Un objectif pour l’entreprise : la pérennité par la résilience
Le fonctionnement de l’économie financière basée sur la maximisation du profit pour chaque acteur entraîne mécaniquement une compétition permanente pour la survie. La pérennité de l’entreprise et de son capital humain n’est jamais garantie par les points de croissance gagnés, qui ne servent que le court terme. En s’inspirant du fonctionnement des écosystèmes, la RSTB veut donner des outils à l’entreprise pour une vie sur le long terme, grâce aux qualités qui sont propres aux organismes vivants : adaptabilité, efficience, créativité, coopération afin d’assurer leur résilience. Ces caractéristiques sont assurées par les deux principes fondamentaux des systèmes vivants : la relation dans la diversité.
Au-delà de la pérennité de l’entreprise, la RSTB est au service de l’ensemble des parties prenantes en développant des compétences humaines qui donnent un sens à l’engagement de chacun et restaure la confiance dans les relations établies dans un but commun.
Une méthode évolutive appuyée sur l’expérience
La RSTB recherchera d’abord les équilibres et la collaboration, avant la réduction des impacts et des pressions. Elle s’appuie sur le principe de subsidiarité, pour développer l’initiative aux plus petits niveaux : l’initiative doit partir du terrain, être validée par l’expérience au sein de l’entreprise, pour être étendue naturellement au territoire. Elle recherche ainsi à développer une intelligence collective de territoire autour de la destination universelle des services produits par les systèmes vivants. Les plans d’actions s’adaptent donc progressivement et ne peuvent être ni figés ni déterminés.

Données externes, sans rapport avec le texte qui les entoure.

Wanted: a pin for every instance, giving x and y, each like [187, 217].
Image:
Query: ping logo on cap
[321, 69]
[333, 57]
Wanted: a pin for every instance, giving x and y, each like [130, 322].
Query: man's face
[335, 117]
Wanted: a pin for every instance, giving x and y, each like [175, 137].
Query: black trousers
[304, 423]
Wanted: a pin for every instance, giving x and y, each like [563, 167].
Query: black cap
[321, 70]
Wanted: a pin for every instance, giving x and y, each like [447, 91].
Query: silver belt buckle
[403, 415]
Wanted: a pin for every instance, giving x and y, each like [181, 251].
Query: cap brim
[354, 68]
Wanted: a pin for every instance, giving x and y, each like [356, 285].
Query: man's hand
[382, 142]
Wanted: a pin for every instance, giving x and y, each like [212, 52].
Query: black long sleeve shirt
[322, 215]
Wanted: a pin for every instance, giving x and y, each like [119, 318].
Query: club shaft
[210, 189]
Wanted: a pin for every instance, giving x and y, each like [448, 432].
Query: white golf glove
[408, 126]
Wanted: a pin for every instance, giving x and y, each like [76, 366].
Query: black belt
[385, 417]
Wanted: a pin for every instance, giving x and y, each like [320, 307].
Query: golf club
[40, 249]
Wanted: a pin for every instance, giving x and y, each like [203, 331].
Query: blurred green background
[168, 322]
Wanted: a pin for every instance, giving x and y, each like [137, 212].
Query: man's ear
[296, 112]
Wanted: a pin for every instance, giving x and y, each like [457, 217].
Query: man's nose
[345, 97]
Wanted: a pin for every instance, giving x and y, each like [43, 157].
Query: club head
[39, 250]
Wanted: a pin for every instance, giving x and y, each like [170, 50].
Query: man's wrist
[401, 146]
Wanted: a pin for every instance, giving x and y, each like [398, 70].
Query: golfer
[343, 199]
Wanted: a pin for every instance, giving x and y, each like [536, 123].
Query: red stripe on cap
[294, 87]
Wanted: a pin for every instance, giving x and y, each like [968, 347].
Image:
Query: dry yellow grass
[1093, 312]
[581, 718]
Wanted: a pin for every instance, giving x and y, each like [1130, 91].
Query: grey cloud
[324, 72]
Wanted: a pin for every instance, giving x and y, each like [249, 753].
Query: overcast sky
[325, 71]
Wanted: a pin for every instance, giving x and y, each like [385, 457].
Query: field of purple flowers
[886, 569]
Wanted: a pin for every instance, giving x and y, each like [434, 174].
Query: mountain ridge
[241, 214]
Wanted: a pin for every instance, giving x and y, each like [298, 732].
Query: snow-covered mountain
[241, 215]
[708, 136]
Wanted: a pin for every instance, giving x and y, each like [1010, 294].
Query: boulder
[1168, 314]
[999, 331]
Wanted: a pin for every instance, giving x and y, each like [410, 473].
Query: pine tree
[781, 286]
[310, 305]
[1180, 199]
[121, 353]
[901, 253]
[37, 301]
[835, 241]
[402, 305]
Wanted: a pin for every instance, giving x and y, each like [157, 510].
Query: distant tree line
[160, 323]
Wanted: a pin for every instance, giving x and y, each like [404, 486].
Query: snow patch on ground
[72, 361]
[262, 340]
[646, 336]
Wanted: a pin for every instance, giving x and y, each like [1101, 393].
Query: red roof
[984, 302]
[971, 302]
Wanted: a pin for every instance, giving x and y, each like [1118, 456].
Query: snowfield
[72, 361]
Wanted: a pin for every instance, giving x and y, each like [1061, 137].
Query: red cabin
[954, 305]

Le fonctionnement de la RSTB sera donc avant tout basé sur des outils de gouvernances internes et externes qui seront en mesure d’entraîner le maximum d’acteurs, publics et privés, entreprises, association ou particuliers.
Une démarche ambitieuse mais réaliste
L’ampleur des enjeux et les attentes de la société appellent des changements radicaux. La crédibilité de la démarche repose sur une vision très ambitieuse de ce que pourraient être des entreprises responsables intégrées dans les systèmes vivants du territoire. La prudence exige une mise en œuvre progressive et itérative des actions de changement, mais la détermination doit rester constante, fixée sur des objectifs fermes. Le changement de société ne doit plus attendre et il ne peut plus s’agir de méthodes d’adaptation à la marge d’un système fatigué, mais bien d’engager un changement de paradigme.
Il s’agira d’action et de comportements innovants, et donc inédits et sans doute surprenants, qui demanderont des efforts et générera très certainement de l’inconfort. On ne peut changer de système sans changer le mode de pensée qui a engendré ce système. Cela signifie l’audace, et l’acceptation des erreurs pour élaborer un modèle robuste, éprouvé par l’expérience.
Une telle ambition peut paraître idéaliste, voire utopique, mais l’utopie consiste surtout à s’imaginer que nos systèmes peuvent rester en équilibre durablement alors que les systèmes vivants se déséquilibrent. L’inaction engendrera un coût bien supérieur aux investissements pour la transition.
Malgré l’ampleur des enjeux et des menaces, cette aventure est aujourd’hui possible par la quête de sens que porte chaque acteur du territoire, qui trouvera satisfaction dans l’engagement pour le bien commun, les relations humaines, l’altruisme et la partage d’une vision commune.
Changer de regard pour changer de modes de vie
Nous avons oublié que nous sommes des êtres vivants, et comme tels dépendants et solidaires de l’existence des autres êtres vivants. Pour retourner dans notre maison commune, la biosphère, en conservant nos acquis technologiques, nous devons réintégrer la dynamique de la vie et retrouver un équilibre systémique. Redevenir des êtres vivants nécessite un changement radical du regard, des modes de pensée et d’organisation. Nous pourrions être tentés de nous mettre en mouvement immédiatement sur des actions opérationnelles, mais sans une approche systémique du territoire basée sur la matrice des systèmes vivants, nous risquons de poursuivre une quête sans fin où les dernières innovations technologiques censées résoudre les problèmes engendrent de nouveaux problèmes. L’inspiration des systèmes vivants est un livre pour sortir d’un modèle économique fatigué, basé sur la prédation.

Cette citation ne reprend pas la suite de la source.